Historische Leiterkästen in der alten Zollfeste 2000 Besucher bei Drehorgel-Festival in Zons

Zons · In Zons wurden über Pfingsten insgesamt 35 Leierkästen aus Europa gezeigt, die eines gemeinsam hatten: Sie alle waren mindestens 100 Jahre alt - und trafen auf großes Publikumsinteresse.

Alte Instrumente wurden beim Drehorgel-Festival in Zons mit passender Kleidung präsentiert.

Alte Instrumente wurden beim Drehorgel-Festival in Zons mit passender Kleidung präsentiert.

Foto: Melanie Zanin (MZ)

Nach vier Jahren Zwangspause konnte am Pfingstwochenende in den Gassen der Altstadt von Zons wieder ein internationales Drehorgelfest stattfinden. Es war die mittlerweile 20. Auflage des seit 1985 vom Kreismuseum und den Freunden und Förderern dieses Instituts alle zwei Jahre organisierten Wettbewerbs, der kongenial zum Stadtjubiläum „650 Jahre Zons“ passte. Viele Drehorgelspieler waren deshalb mittelalterlich gewandet.

35 Orgeln aus Deutschland, Belgien, den Niederlanden und der Schweiz erfreuten mit ihrer Musik am Pfingstwochenende je rund 1000 Besucher. Es sollen vornehmlich historische Instrumente sein. „Wir legen Wert darauf, dass die Orgeln 100 Jahre plus alt sind“, sagt Verena Rangol, die kommissarische Leiterin des Museums. Die älteste Drehorgel war eine Waldkircher Stiftwalzorgel von 1890. Alleine sechs Orgeln standen unmittelbar vor dem Kreismuseum, die in Absprache miteinander „rund um die Uhr“ Musik machten. Das Schloss-Café gegenüber war entsprechend gut besucht.

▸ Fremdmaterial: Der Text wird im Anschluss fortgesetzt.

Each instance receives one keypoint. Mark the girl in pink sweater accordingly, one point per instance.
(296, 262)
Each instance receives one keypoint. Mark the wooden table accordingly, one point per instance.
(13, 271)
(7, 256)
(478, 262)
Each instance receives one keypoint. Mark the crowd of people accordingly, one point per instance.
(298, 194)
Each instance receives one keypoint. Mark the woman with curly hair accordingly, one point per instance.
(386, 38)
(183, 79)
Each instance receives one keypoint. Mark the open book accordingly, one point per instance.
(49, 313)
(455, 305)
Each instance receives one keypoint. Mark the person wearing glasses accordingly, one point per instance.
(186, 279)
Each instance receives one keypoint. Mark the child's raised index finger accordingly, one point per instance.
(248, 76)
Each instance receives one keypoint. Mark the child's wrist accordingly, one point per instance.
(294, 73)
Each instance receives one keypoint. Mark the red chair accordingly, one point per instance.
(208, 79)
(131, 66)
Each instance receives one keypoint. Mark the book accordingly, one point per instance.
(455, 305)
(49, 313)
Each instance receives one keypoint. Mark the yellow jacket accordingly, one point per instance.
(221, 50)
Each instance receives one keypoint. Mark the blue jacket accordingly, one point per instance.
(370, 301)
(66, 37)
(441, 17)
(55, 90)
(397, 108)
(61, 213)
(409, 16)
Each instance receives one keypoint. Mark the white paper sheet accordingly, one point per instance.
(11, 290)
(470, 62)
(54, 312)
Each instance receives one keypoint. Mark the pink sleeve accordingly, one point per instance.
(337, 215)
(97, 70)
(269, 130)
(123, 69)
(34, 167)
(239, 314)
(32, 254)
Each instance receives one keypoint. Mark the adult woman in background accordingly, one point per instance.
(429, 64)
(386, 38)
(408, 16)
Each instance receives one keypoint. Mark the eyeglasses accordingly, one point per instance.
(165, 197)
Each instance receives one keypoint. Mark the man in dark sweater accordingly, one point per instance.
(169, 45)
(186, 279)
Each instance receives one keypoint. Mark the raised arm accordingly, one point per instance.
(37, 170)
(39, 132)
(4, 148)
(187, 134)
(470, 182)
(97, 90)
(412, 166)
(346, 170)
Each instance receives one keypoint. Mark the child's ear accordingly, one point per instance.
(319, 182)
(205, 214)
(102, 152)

Unter den Drehorgelspielern war auch der Kölner Rainer Scharl, der in seiner Heimatstadt die Privatsammlung von Rolf und Heidi Jacobi mit mehr als 400 Instrumenten betreut. Die jüngste Drehorgelspielerin in Zons war die Hamburgerin Sophia (18), die 2022 ihr Abitur gemacht hat. Von ihren Eltern infiziert, schätzt sie am Drehorgelspiel vor allem die Begegnungen: „Man lernt ungemein nette Leute kennen.“

Igor Stolianov aus Lüttich war zum ersten Mal in Zons. Gleichermaßen erstmals war das Drehorgelduo Rosi und Frithjof Gröger aus Renningen bei Stuttgart vertreten. Sie hatten neben mittelalterlicher Kleidung Besonderes mitgebracht: „Mariechen saß weinend im Garten.“

Dieses Küchenlied, eine Variante der Moritat, sangen beide zu Orgelmusik, Rosi Gröger zeigte mit einem Stock auf die zugehörigen Bilder, die auf einer großen Tafel gemalt waren. Wie viele in Zons präsentierte Orgeln, hat auch Frithjof Grögers Instrument neben 42 Tonstufen vier Register, mit denen die Interpretation allerdings nur in begrenztem Umfang steuerbar ist. Trompete und Flöte passten dabei nicht zum Gesang.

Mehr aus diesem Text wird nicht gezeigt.